I almost told Mike he didn’t need to check e-mail, because all of the messages had already been downloaded into my brain. It wasn’t that I was going to summarize for him; it was that I had a sci-fi feeling that because the e-mail was in my brain, it had somehow been CC’d to his. I spend my days doing Mike’s job—which means I use my brain to process his information. And last night, for a brief moment, I had the sense that an actual mind meld had occurred. My brain was a server, and the information there would just migrate right over to his.

I suppose this is the way you feel in a successful job share: an option that corporations sometimes offer to husband-and-wife teams. (As well as to nonspousal pairs.) The idea is that a single job can be executed by two people, which is a desirable option if you prefer part-time work. On a policy level, job shares seem progressive, but I’ve always wondered how they play out in real life—or if they really play out anywhere but in columns about the work-life balance.

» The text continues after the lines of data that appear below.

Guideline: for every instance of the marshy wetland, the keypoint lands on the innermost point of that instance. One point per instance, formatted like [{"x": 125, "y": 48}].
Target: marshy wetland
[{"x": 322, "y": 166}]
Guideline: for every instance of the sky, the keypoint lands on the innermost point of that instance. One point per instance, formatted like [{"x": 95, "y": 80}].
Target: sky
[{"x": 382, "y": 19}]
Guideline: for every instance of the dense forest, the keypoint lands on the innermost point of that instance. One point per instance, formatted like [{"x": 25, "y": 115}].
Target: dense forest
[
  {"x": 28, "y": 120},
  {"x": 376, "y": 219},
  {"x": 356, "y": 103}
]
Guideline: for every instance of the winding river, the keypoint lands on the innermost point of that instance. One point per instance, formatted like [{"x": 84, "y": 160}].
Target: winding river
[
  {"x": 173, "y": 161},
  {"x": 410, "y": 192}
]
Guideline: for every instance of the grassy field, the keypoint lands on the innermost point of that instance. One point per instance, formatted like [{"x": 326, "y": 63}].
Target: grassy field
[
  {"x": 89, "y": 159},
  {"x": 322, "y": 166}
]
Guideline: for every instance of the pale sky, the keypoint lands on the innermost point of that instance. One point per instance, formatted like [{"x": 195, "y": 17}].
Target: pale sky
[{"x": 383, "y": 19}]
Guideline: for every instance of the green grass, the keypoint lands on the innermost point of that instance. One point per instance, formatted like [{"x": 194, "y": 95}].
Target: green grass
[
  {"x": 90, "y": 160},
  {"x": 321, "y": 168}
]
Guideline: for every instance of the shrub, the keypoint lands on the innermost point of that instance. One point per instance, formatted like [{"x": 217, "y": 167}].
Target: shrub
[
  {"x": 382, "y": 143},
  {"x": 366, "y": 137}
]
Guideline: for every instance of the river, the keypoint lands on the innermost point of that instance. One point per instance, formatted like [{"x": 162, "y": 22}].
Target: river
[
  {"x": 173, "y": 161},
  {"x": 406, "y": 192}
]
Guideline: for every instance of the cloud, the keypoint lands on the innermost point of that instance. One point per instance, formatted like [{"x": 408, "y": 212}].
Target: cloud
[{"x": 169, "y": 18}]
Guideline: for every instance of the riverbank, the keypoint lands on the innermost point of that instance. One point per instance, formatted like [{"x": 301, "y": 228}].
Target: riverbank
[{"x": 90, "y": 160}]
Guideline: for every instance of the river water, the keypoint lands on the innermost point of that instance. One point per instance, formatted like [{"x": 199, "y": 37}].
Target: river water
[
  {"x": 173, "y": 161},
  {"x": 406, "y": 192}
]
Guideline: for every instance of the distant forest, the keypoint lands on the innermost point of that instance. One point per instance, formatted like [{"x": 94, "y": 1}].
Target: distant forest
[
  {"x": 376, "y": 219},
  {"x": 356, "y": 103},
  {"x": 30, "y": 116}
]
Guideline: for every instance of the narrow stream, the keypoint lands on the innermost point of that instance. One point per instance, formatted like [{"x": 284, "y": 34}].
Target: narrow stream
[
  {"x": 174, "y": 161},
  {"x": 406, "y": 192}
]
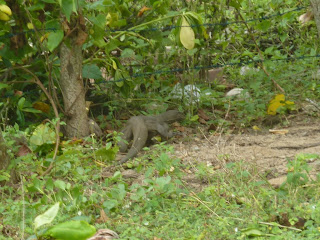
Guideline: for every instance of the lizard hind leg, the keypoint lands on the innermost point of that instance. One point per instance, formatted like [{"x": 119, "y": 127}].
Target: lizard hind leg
[
  {"x": 140, "y": 136},
  {"x": 127, "y": 136}
]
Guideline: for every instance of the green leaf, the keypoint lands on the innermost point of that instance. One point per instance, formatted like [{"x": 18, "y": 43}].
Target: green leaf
[
  {"x": 127, "y": 53},
  {"x": 47, "y": 217},
  {"x": 3, "y": 85},
  {"x": 68, "y": 6},
  {"x": 54, "y": 39},
  {"x": 60, "y": 184},
  {"x": 91, "y": 71},
  {"x": 119, "y": 78},
  {"x": 264, "y": 25},
  {"x": 194, "y": 118},
  {"x": 187, "y": 37},
  {"x": 21, "y": 103},
  {"x": 43, "y": 134},
  {"x": 112, "y": 44},
  {"x": 49, "y": 1},
  {"x": 71, "y": 230},
  {"x": 253, "y": 233},
  {"x": 98, "y": 32},
  {"x": 105, "y": 154}
]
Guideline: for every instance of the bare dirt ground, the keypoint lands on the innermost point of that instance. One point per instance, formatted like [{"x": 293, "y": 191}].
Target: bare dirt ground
[{"x": 265, "y": 150}]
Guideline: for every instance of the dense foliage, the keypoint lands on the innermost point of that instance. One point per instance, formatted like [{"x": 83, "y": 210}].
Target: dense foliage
[{"x": 135, "y": 53}]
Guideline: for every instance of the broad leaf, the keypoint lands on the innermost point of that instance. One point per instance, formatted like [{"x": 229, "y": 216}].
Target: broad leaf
[
  {"x": 91, "y": 71},
  {"x": 187, "y": 36},
  {"x": 47, "y": 216},
  {"x": 43, "y": 134},
  {"x": 71, "y": 230}
]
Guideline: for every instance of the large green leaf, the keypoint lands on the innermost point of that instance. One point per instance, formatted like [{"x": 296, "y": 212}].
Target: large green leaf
[
  {"x": 67, "y": 7},
  {"x": 187, "y": 36},
  {"x": 47, "y": 216},
  {"x": 43, "y": 134},
  {"x": 55, "y": 39},
  {"x": 71, "y": 230}
]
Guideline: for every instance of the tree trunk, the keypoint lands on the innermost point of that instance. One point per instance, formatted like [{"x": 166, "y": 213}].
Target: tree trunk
[
  {"x": 4, "y": 158},
  {"x": 5, "y": 161},
  {"x": 73, "y": 90},
  {"x": 316, "y": 11}
]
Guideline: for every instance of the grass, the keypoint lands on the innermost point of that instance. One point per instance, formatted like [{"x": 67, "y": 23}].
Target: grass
[{"x": 236, "y": 203}]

Yet a few weeks ago, when I mentioned this project to our family doctor, she told me that when her children were young, she and her husband, who is also a doctor, had shared a job, each of them working two and a half days a week. She was inspired to try the share by an essay she’d read in Real Simple. I tracked down the piece: “Ward and June R Us,” by Rob Spillman, collected in the anthology The Bastard on the Couch (a response to a widely read anthology of personal essays called The Bitch in the House). Spillman wrote about his ingenious solution to dividing domestic responsibilities:

I proposed that we become Ward and June Cleaver—that we scrap our broken, resentment-laced egalitarian marriage and embrace the arrangement of that beloved retro couple of TV Land, where June does all of the domestic duties—shopping, cooking, cleaning, and laundry—and Ward works full-time and comes home in the evening to entertain the kids, guilt-free and harangue-free. The catch? We’d alternate, on a weekly basis, who is Ward and who is June.

A perpetual swap obviously can’t work for everyone; Spillman and his wife are both writers. But in their case, the flexibility of their work was part of the problem they were trying to solve. Because they were both available for every school pickup, every trip to the grocery store, they were constantly negotiating who should do what. Once some structure was in place, everything changed. Of performing domestic duties, Spillman writes, “I felt pride in a job well done instead of resentment in a job I had to do by default because I’d somehow wound up on the losing end of that moment’s competition over career versus chores.”

I liked the pop-culture levity that Ward and June lent to Spillman’s approach. Which is as realistic approach to an unsolvable problem as any, I guess: You go through your week as the man in the gray flannel suit and on Sunday at midnight, you turn back into a housewife.